You know I love you more than anything.”

  She touches my cheek. “I know, Bibu. Your father is gazing upon us from the heavens and smiling. Finally, smiling. I can feel his happiness.”

  “Yes, Ma.”

  After supper, I find a new email message from Ravi Ganguli:

  Dear Lakshmi,

  I look forward to returning to Seattle. I studied as an exchange student at the University of Washington for one year, and I grew to love the Pacific Northwest. It will be an honor to see the city sights again, but this time with you. Although we haven’t met, I feel as though I know you.

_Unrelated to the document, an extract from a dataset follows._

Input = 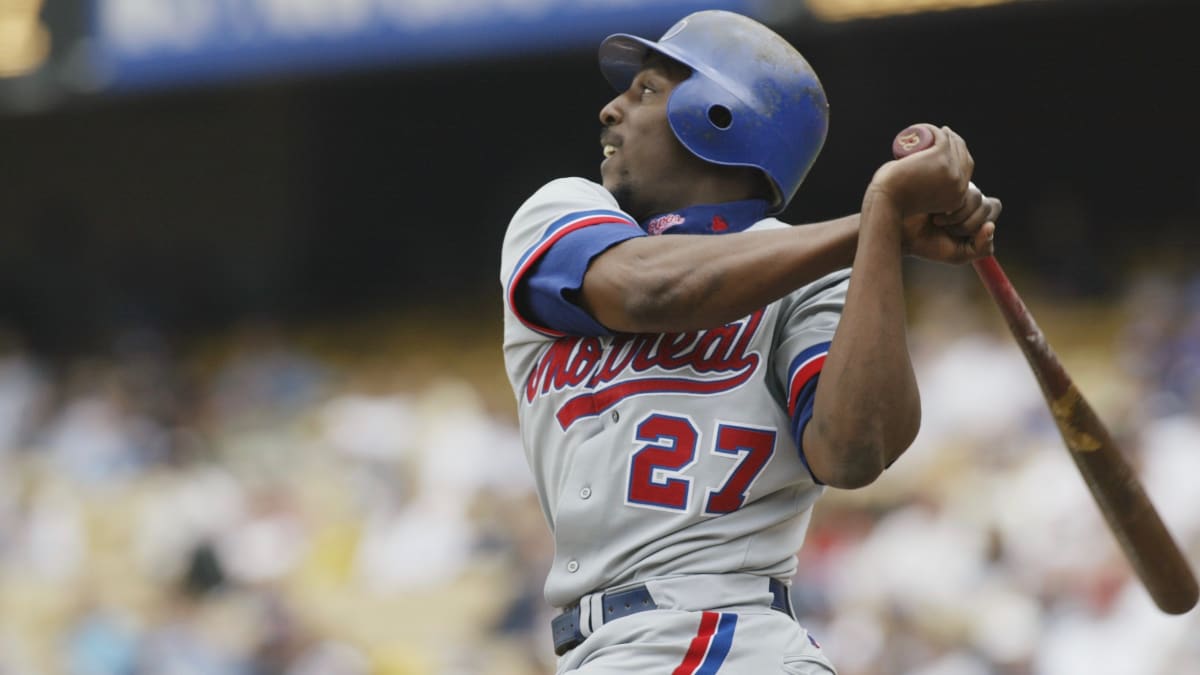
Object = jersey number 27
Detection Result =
[625,413,775,515]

I enclose a snap taken at Discovery Park.

  Yours with affection,

  Ravi

  He includes a photograph of himself in a Seattle Mariners T-shirt and jeans, his hair tousled, arms around two other men, one blond, the other red-haired. They’re young, maybe twenty, laughing, their faces flushed, a field of grass and pine trees stretching behind them. A strip of ocean glints in the background. Ravi’s lean face is open and accessible. Handsome. A man I want to know. His Indianness remains an unchanging, timeless glow emanating from him. And yet, he fits in smoothly in the American scene. I want to be there in that picture, in the past with him.

  I send a wistful reply asking if he’s ever ridden the elevator up the Space Needle to Seattle’s highest lookout, whether he likes the ferry, the fish-throwers in Pike Place Market. I sign the note, With anticipation, Lakshmi Sen.

  There’s a note from Pooja, giving the time and place of her wedding rehearsal next weekend. I nearly forgot! Maybe I should marry Asha Rao’s driver instead, she jokes, adding a smiley face to her message. She signs, Your cold-footed friend, Pooja.

  I send her a pep talk and take the golden ring and Nick Dunbar’s business card from my purse. I have a crazy idea. I flip open my cell phone and punch in his number. My heartbeat picks up. At nine o’clock, I’ll probably get his answering service, but I’m surprised when his deep, male voice comes on the line. “Dunbar Limousine.”